Global investigation of cell lineage and specification in the vertebrate brain with single-cell transcriptomics

A central goal in the field of developmental biology is to understand how the brain is specified and organized regionally, cellularly and molecularly. A fundamental component of realizing this vision is characterizing the origins and fates of cells during development. Critical insights into these processes have been gained using genetic markers, perturbations and fate mapping.

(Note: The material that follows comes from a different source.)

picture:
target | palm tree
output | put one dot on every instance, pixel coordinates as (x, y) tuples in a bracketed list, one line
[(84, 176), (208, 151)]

However, analyses have been largely restricted to small gene sets or particular cell types resulting in ‘local’ views of neural development. To advance the field further, efforts need to be directed towards obtaining a global view of the genealogy of the brain. We developed a technology, scGESTALT, which combines cell type identification by single-cell RNA sequencing with lineage recording by CRISPR-Cas9 cumulative barcode editing to simultaneously determine cell identity and lineage relationships. We sequenced ~60,000 transcriptomes from the juvenile zebrafish brain and identified more than 100 cell types and marker genes, generating a global catalogue of cell types in a vertebrate brain. In addition, we implemented a strategy for in vivo barcode editing across two time windows that encompass early and late embryogenesis, and obtained >10,000 distinct barcodes. We isolated thousands of single-cell transcriptomes and their associated lineage barcodes from the brain with droplet microfluidics. Using the patterns of shared edits between barcodes, we generated lineage trees with hundreds of branches and tips representing the associated cell types. Inspection of the trees identified restrictions at the level of cell types and brain regions. Using a time series of single-cell transcriptomics data of >140,000 cells spanning 10 developmental stages from embryo to larva, and a trajectory reconstruction algorithm (URD), we are now now generating largescale cell specification trees during zebrafish brain development to interrogate molecular regulation of neuronal cell diversity at a global scale. Combining this with scGESTALT will enable one to query the relationship between lineage and cell identity for thousands of cells during development.